Eine gefühlte Ewigkeit, die in der Realität aber vermutlich nur etwa zwei Minuten gewesen waren, beobachtete Lucio mich. Ich hatte den Blickkontakt mittlerweile wieder abgebrochen und meinen Blick starr auf seine Brust gerichtet, um nicht nervös hin und her zu schauen. Was hatte er vor? Wollte er mich zu Tode langweilen? Oder wartete er darauf, dass er irgendwie mutierte und sich seine Augen in Laser verwandelten?!? Meine Nervosität stieg an, bis ich es irgendwann nicht mehr aushielt.
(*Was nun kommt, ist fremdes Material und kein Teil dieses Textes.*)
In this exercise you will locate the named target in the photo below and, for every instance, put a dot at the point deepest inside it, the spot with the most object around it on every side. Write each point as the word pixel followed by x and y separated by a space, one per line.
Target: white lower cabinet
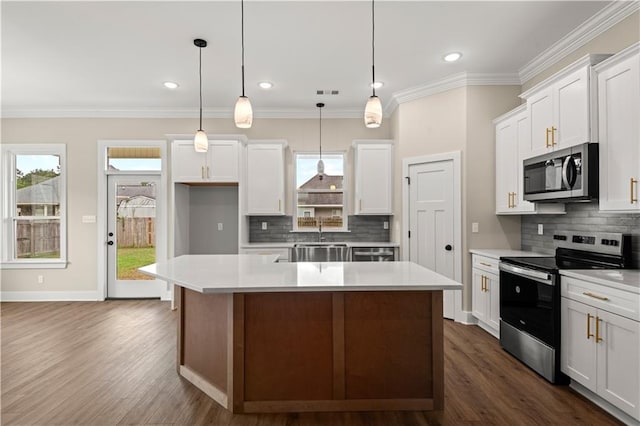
pixel 600 349
pixel 486 294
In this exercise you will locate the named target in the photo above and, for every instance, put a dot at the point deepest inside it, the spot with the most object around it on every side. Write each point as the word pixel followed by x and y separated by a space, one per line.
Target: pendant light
pixel 320 169
pixel 200 141
pixel 243 114
pixel 373 110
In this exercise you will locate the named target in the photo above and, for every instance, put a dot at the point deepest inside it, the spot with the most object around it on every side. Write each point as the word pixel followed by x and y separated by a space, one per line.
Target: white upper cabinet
pixel 219 164
pixel 265 178
pixel 512 137
pixel 562 110
pixel 619 130
pixel 373 177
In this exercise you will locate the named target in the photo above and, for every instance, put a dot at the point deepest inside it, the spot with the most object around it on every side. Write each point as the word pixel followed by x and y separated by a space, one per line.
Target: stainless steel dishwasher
pixel 373 254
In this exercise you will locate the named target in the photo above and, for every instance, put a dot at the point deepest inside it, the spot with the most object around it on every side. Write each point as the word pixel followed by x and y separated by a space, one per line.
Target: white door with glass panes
pixel 134 206
pixel 431 213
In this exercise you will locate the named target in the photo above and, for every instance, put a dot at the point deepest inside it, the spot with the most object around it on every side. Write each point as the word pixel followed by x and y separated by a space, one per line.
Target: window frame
pixel 8 155
pixel 345 190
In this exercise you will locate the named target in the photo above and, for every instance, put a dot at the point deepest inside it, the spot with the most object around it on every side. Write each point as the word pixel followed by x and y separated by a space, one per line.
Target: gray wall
pixel 580 217
pixel 362 229
pixel 209 206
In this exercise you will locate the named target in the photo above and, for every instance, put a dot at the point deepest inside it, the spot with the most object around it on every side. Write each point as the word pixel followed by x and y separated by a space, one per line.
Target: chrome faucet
pixel 320 237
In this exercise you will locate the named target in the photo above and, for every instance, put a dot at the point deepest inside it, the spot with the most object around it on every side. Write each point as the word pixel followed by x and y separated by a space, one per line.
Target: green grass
pixel 131 258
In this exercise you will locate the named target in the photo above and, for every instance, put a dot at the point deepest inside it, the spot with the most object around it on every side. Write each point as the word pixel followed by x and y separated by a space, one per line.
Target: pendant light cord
pixel 320 133
pixel 373 47
pixel 200 75
pixel 242 40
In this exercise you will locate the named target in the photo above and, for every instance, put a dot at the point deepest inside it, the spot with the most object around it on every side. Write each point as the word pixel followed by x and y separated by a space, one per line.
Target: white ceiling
pixel 84 57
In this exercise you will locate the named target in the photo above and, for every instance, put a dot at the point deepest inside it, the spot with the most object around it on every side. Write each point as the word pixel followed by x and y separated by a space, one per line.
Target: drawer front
pixel 612 300
pixel 486 263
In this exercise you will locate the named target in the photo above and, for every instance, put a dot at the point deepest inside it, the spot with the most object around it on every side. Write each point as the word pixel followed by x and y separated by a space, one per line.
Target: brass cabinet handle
pixel 595 296
pixel 547 140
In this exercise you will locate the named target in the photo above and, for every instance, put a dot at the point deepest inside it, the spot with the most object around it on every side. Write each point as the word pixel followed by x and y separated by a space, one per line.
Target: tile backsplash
pixel 580 217
pixel 361 229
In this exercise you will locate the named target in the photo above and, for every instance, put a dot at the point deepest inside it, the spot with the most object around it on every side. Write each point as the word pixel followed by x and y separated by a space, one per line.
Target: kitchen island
pixel 259 336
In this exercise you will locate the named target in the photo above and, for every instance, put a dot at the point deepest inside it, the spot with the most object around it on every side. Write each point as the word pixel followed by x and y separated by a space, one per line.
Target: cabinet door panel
pixel 223 161
pixel 506 164
pixel 571 105
pixel 374 179
pixel 187 165
pixel 541 118
pixel 618 366
pixel 578 354
pixel 265 179
pixel 619 129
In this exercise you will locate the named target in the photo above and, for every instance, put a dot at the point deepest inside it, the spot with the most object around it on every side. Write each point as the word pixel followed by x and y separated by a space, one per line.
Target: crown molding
pixel 65 112
pixel 590 29
pixel 455 81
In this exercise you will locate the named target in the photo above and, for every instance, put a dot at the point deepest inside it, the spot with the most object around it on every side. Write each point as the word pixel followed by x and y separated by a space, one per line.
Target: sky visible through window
pixel 29 163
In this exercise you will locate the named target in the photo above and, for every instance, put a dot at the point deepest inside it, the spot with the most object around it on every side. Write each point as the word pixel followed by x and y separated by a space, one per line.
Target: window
pixel 34 216
pixel 320 198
„Bist du irgendwann fertig?!", stieß ich hervor und mit einem Blick auf die Küchenuhr fuhr ich fort, „Ich hat noch ca. 30 Minuten, um mich fertig zu machen und zur Schule zu fahren!" Bevor ich Zeit hatte zu reagieren hing ich, genau wie an Silvester über seiner Schulter. „Lass mich runter! Machst du das eigentlich immer, wenn dir gerade nichts Besseres einfällt?!", fuhr ich ihn an. Vielleicht hatte Lucio deshalb Armmuskeln... Lily! Denk nicht über Muskeln nach! Du hast keine Ahnung, was er jetzt tun wird! Vielleicht wirft er dich aus dem Fenster?! Oder ertränkt dich in der Badewanne?! Dann hätte sich zumindest das mit dem Zuspätkommen zur Schule erledigt... Gerade als ich über das Thema Ertränken nachdachte, betrat Lucio das Badezimmer. Scheiße...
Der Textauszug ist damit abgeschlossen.